This book has been on my to read list for years and I am so happy I found it in a charity shop. As far as spontaneous buys go, a good book is never a regretful purchase. This is a book about a nine year old boy who is moved from Berlin to Poland with his family because of his fathers work. He spots a fence which separates him from a community of people all wearing striped pyjamas and soon becomes friends with Shmuel, a boy in striped pyjamas.
I read a chapter of this book in the morning, and couldn’t stop thinking about it all day so a few nights ago I stayed up until the early hours finishing the book and it was so worth it! I am not great at writing reviews so here are some of my thoughts after reading the book.
Firstly John Boyne has a really easy to read writing style. The text flows well and for a relatively short book, Boyne has really managed to capture a lot of detail and described certain scenes with few adjectives but in a powerful way. I particularly like the repetition used throughout the story.

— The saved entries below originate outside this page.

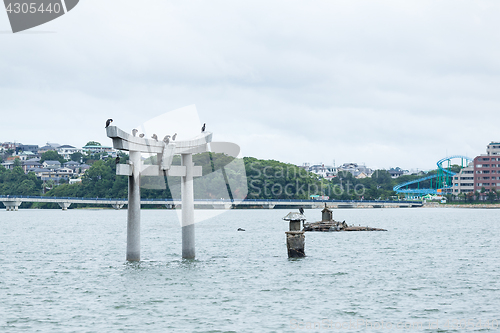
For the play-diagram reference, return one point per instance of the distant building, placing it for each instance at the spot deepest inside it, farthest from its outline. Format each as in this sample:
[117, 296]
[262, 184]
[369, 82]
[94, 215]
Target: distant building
[52, 165]
[10, 145]
[397, 172]
[66, 151]
[487, 169]
[354, 169]
[97, 149]
[27, 148]
[48, 147]
[463, 182]
[322, 170]
[30, 164]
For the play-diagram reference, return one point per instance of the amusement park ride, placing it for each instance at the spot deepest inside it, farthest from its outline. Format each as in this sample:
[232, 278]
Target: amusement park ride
[440, 183]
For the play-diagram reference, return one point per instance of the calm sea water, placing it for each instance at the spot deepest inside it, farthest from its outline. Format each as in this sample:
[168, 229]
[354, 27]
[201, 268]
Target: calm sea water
[66, 272]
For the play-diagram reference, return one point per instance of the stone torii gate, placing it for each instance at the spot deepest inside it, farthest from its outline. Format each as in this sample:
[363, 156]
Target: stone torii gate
[135, 169]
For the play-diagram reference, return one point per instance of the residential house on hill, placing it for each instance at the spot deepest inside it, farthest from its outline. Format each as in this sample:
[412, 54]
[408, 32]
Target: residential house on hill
[29, 164]
[66, 150]
[52, 165]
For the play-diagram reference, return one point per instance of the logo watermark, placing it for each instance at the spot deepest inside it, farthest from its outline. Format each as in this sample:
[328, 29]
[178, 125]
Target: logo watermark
[24, 15]
[403, 325]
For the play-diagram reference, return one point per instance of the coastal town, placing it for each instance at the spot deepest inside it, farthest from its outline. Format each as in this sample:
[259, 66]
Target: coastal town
[470, 178]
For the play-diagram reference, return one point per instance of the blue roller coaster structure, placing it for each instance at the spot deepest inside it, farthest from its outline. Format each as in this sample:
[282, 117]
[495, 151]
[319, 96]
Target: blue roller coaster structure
[442, 179]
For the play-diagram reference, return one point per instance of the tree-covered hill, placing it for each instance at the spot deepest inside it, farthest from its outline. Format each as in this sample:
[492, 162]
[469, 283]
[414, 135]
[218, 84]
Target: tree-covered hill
[248, 177]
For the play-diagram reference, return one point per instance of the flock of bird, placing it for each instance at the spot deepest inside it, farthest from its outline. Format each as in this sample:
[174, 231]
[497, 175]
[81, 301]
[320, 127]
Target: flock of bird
[166, 139]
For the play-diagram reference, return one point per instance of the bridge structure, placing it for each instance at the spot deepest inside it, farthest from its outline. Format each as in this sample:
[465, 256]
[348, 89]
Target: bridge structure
[12, 203]
[439, 183]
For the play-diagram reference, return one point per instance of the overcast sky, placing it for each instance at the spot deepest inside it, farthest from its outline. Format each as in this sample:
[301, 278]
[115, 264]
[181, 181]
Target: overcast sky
[386, 83]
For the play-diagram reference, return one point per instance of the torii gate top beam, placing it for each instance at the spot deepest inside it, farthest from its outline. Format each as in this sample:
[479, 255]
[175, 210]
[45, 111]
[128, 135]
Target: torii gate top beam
[128, 142]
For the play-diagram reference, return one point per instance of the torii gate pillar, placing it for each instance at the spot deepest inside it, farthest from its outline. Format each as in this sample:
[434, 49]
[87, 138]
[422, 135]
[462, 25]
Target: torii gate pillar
[135, 169]
[134, 209]
[188, 244]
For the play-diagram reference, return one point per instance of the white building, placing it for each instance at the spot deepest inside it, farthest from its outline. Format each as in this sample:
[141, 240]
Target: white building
[66, 150]
[463, 182]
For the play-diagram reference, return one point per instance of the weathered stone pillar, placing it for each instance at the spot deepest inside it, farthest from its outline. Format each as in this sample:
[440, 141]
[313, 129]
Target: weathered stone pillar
[64, 205]
[295, 243]
[12, 205]
[187, 192]
[134, 209]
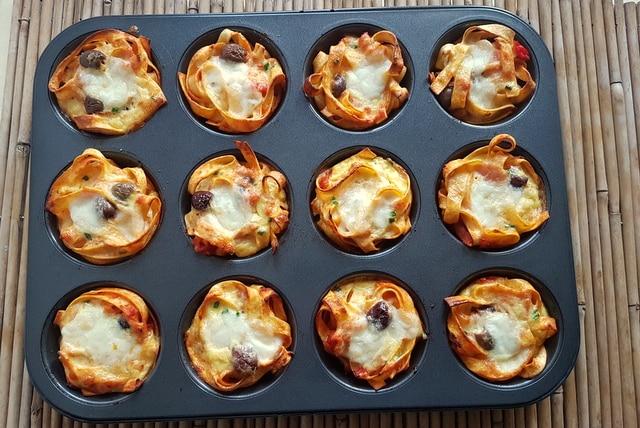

Although the story or the history is it based on is not light-hearted, there is comedy found in the innocence of young Bruno and his outlook on life. The way he calls Auchswitz ‘Out-With’ adds an element of tragicomedy. It’s never explained in the novel but if you have an understanding of the Holocaust you like me would notice this play on language. This to me was so significant in the novel as it confirmed the lack of knowledge and innocence of children during this significant time in European History.
Reading this I felt sorry and sad for the Jews and what happened in the past. Such a sad story told through Shmuel’s voice is a horrible reminder of what life was like during the Holocaust and it’s upsetting to think that no text books or opinions taught in school or in the media would ever really show just how horrific the living conditions were in Auchswitz. I also developed a new sorrow for the German families who were pulled into the disgusting happenings without a choice. Bruno pleaded not to move away from his happy home and I imagine a lot of women like Bruno’s mum had to stand by their military husbands and keep quiet about it all.
All of that tension, sorrow, hurt and suffering during the happenings at Autswitz 1944 and the broader happenings during the whole genocide is quite overwhelming to think about! For a small novel it really gets you thinking and is so touching and powerful. I will be watching the film with a box of tissues next to me.